Abole a democracia como valor central pois a vontade democrática da maioria é
incompatível com a liberdade individual dos agentes econômicos.12 Utiliza o processo de
globalização do capital para veicular e expandir seu ideário e sua prática pelos diferentes
continentes, que viajam “pelo mundo à velocidade quase da luz” 13.

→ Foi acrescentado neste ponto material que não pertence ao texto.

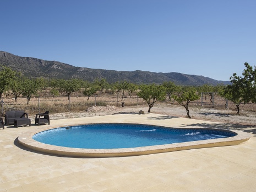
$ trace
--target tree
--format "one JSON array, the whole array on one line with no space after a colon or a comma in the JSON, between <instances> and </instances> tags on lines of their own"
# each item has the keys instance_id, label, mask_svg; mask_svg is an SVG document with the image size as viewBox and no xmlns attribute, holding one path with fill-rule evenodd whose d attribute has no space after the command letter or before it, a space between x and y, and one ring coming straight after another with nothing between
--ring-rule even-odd
<instances>
[{"instance_id":1,"label":"tree","mask_svg":"<svg viewBox=\"0 0 256 192\"><path fill-rule=\"evenodd\" d=\"M90 87L89 88L85 88L85 89L83 92L83 93L85 95L88 96L88 98L87 99L87 100L89 100L90 97L95 94L97 91L98 91L99 89L99 88L98 86L96 86L95 85L92 86L91 87Z\"/></svg>"},{"instance_id":2,"label":"tree","mask_svg":"<svg viewBox=\"0 0 256 192\"><path fill-rule=\"evenodd\" d=\"M173 93L176 88L175 84L171 81L164 82L162 83L162 86L166 88L166 94L169 100L171 100L171 95Z\"/></svg>"},{"instance_id":3,"label":"tree","mask_svg":"<svg viewBox=\"0 0 256 192\"><path fill-rule=\"evenodd\" d=\"M129 83L126 81L123 81L121 82L118 82L116 86L118 91L122 93L122 100L123 100L124 92L128 89Z\"/></svg>"},{"instance_id":4,"label":"tree","mask_svg":"<svg viewBox=\"0 0 256 192\"><path fill-rule=\"evenodd\" d=\"M247 65L247 67L249 66ZM245 74L247 72L249 72L250 71L249 67L247 67L247 70L245 70L243 74ZM249 75L249 74L247 74L246 76L247 75ZM226 86L224 91L221 92L221 95L234 103L237 108L237 114L239 114L240 104L242 102L245 104L252 99L250 95L252 93L252 88L250 77L246 76L243 78L237 76L236 73L234 73L230 79L232 84Z\"/></svg>"},{"instance_id":5,"label":"tree","mask_svg":"<svg viewBox=\"0 0 256 192\"><path fill-rule=\"evenodd\" d=\"M94 83L96 85L98 85L101 87L101 92L103 92L103 89L104 88L106 88L106 87L108 85L108 83L107 82L107 80L106 78L96 78L94 80Z\"/></svg>"},{"instance_id":6,"label":"tree","mask_svg":"<svg viewBox=\"0 0 256 192\"><path fill-rule=\"evenodd\" d=\"M70 99L70 94L80 90L83 81L72 78L68 80L62 80L60 81L59 88L61 91L65 92L68 94L68 100Z\"/></svg>"},{"instance_id":7,"label":"tree","mask_svg":"<svg viewBox=\"0 0 256 192\"><path fill-rule=\"evenodd\" d=\"M52 98L54 98L55 96L59 95L59 91L55 89L52 89L50 91L50 94L52 95Z\"/></svg>"},{"instance_id":8,"label":"tree","mask_svg":"<svg viewBox=\"0 0 256 192\"><path fill-rule=\"evenodd\" d=\"M188 104L190 101L197 100L199 98L199 96L196 94L195 89L193 88L183 89L178 95L175 95L173 97L175 100L177 101L181 106L185 108L188 117L191 118L189 115Z\"/></svg>"},{"instance_id":9,"label":"tree","mask_svg":"<svg viewBox=\"0 0 256 192\"><path fill-rule=\"evenodd\" d=\"M244 94L244 100L250 100L252 103L256 102L256 66L254 69L247 63L244 63L246 67L243 70L243 83L246 87L246 92Z\"/></svg>"},{"instance_id":10,"label":"tree","mask_svg":"<svg viewBox=\"0 0 256 192\"><path fill-rule=\"evenodd\" d=\"M12 69L2 66L0 71L0 100L5 92L8 91L15 78L16 72Z\"/></svg>"},{"instance_id":11,"label":"tree","mask_svg":"<svg viewBox=\"0 0 256 192\"><path fill-rule=\"evenodd\" d=\"M26 78L21 82L22 94L26 97L27 105L32 95L36 94L40 88L40 82L36 79Z\"/></svg>"},{"instance_id":12,"label":"tree","mask_svg":"<svg viewBox=\"0 0 256 192\"><path fill-rule=\"evenodd\" d=\"M150 112L151 108L157 100L161 101L165 99L166 89L162 86L156 86L155 84L141 84L140 89L137 95L145 100L149 105L148 112Z\"/></svg>"}]
</instances>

A conversão desse ideário em prática, veio se traduzindo: a) na marcha acelerada de
reversão das nacionalizações efetuadas no pós-guerra; b) na crescente desregulamentação
das atividades econômicas e sociais pelo Estado; c) na reversão dos padrões universais de
proteção social estabelecidos em diversos países, no pós-guerra, pelos Estados de Bem
Estar Social.14 Concretamente, essa prática se encaminhou para consolidar um Estado forte,
que fosse capaz de “romper com o poder dos sindicatos e [o] controle do dinheiro, mas parco
em todos os gastos sociais e nas intervenções econômicas. A estabilidade monetária [veio
sendo] a meta suprema de qualquer governo. Para isso (...) uma disciplina orçamentária
com contenção dos gastos com bem-estar, e a restauração da taxa ‘natural’ de desemprego,
ou seja, a criação de um exército de reserva de trabalho para quebrar os sindicatos.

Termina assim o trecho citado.